Le métier du playlist pitcher

"Les modes de consommation de la musique n’ont jamais cessé d’évoluer. Les différents changements de support, du vinyle au download, en passant par la cassette ou le cd, n’avaient pas fondamentalement modifié la manière de rémunérer les artistes ou de consommer la musique", rappelle Olivier Nusse à Mashable FR. "Mais l’arrivée du streaming, et la rémunération de sa consommation, a été un vrai bouleversement. Jamais un usage n’avait eu autant de conséquences, bonnes ou mauvaises, sur l’ensemble de nos métiers."
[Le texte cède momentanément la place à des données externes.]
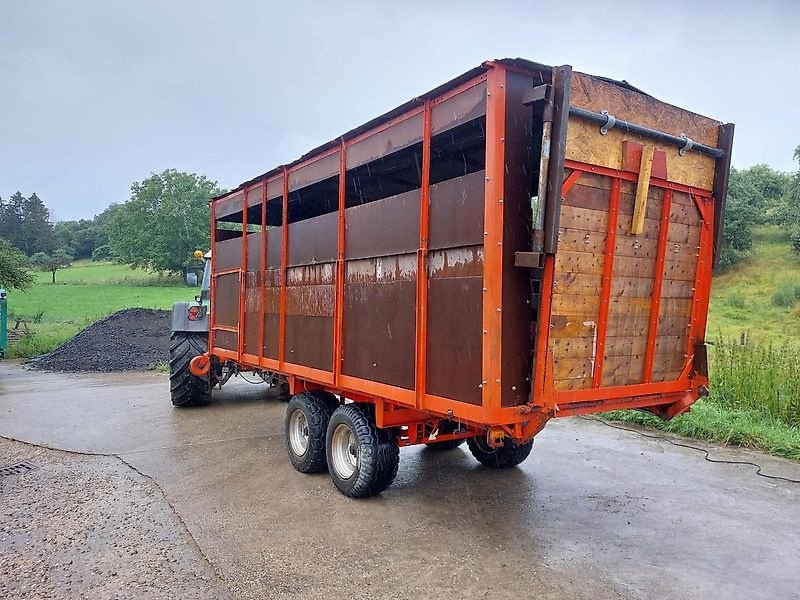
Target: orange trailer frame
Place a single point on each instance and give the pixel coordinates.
(415, 411)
En 2018, si le cœur de métier d’Universal Music France est toujours le même qu’à sa création vingt ans plus tôt – "découvrir des talents, produire des titres et construire des carrières" – force est de constater qu’il existe de nouveaux rôles dans cette entreprise. À commencer par le job de playlist pitcher, qui consiste à placer les titres des artistes du label dans des playlists sur Spotify, Deezer ou désormais YouTube Music, des plateformes de streaming devenus des médias prescripteurs comme l’étaient (et le sont toujours) les radios.

"Notre catalogue doit être bien mis en avant dans les bonnes playlists"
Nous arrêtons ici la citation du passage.